A paper in the China Quarterly nearly 20 years ago, in the era before the internet, underscored the “impossible and impractical” situation in China in terms of obtaining a nationwide probability sample. It noted, for example, that interviews, “however skillfully and cleverly designed, must practically always be conducted with Chinese in localities selected not according to any principle of random selection but chosen partly for the convenience and always subject to the approval of the Communist Party.”
Certainly, as even the scholars behind the Harvard study cited recently by the Chinese media note, “gathering reliable, long-term opinion survey data from across the country is a real obstacle.” In the case of the Edelman survey, data was gathered online, and experts have raised basic concerns in the past about the sampling involved. As Petko Kalev of Australia’s La Trobe University noted after the release of Edelman’s 2021 survey: “I have huge doubts, and hence I am quite concerned that sampling for example China, with about 1150 respondents from a total population of about 1.412 billion, is not comparable with the 1150 respondents drawn from the Irish population of 5.17 million.”
But the unreliability of Chinese surveys, insofar as they reflect the real views of ordinary Chinese, can also be overemphasized.

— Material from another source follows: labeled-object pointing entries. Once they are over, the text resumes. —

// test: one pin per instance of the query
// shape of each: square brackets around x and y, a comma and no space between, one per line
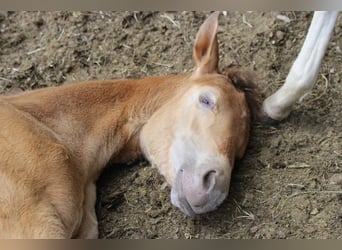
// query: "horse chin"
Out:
[179,200]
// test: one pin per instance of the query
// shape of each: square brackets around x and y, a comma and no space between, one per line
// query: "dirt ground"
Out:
[282,187]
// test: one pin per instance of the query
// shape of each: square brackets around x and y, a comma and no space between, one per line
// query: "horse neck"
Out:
[99,121]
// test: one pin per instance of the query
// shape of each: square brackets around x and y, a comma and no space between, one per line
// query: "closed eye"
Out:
[206,101]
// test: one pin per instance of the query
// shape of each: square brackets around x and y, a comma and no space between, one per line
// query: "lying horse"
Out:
[56,141]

It is not necessarily true that the views held by Chinese citizens are effectively shaped by the CCP. Nor is it necessarily true that Chinese feel too fearful in any case to share how they really feel.
A more pertinent question may concern not the reliability of data about trust, but the relevance of such data as a democratic metric at all. As political scientist Mark E. Warren has written, distrust may in fact be an important aspect of democratic cultures, so that democracy “includes a healthy distrust of the interests of others, especially the powerful.” Democracies, Warren suggests, “institutionalize distrust” by empowering populations to scrutinize and criticize those “empowered with the public trust.”
Whatever the case, the positive correlation between government trust and democracy has become a matter of conviction for the Chinese leadership, and a core aspect of the campaign in state media to promote China as a democratic leader. Ultimately, the argument boils down to the assertion that the key to democracy lies not in the process at all, but rather in results-based concepts of responsiveness.
As this logic was mirrored in May last year in HK01, a pro-Beijing Hong Kong news outlet, it became even plainer. “We can even say that while democratic elections in the West allow for the constant changing of rulers, if there is no improvement in the governance of the country, if social problems are not resolved – or if there is a crisis like COVID-19 and chaos ensues – then the people will not be satisfied or trust the government, regardless of how it is replaced,” the outlet wrote. “Whether or not the government has the trust and satisfaction of the people is ultimately not a matter of how it was created, but whether or not it is able to respond to the urgency of the people, which is perhaps the true meaning of democracy.”
As Hong Kong now struggles, just eight months later, with chaos and panic stemming from the mishandling of an outbreak it has been told by Beijing to curb at all costs, those words are newly significant.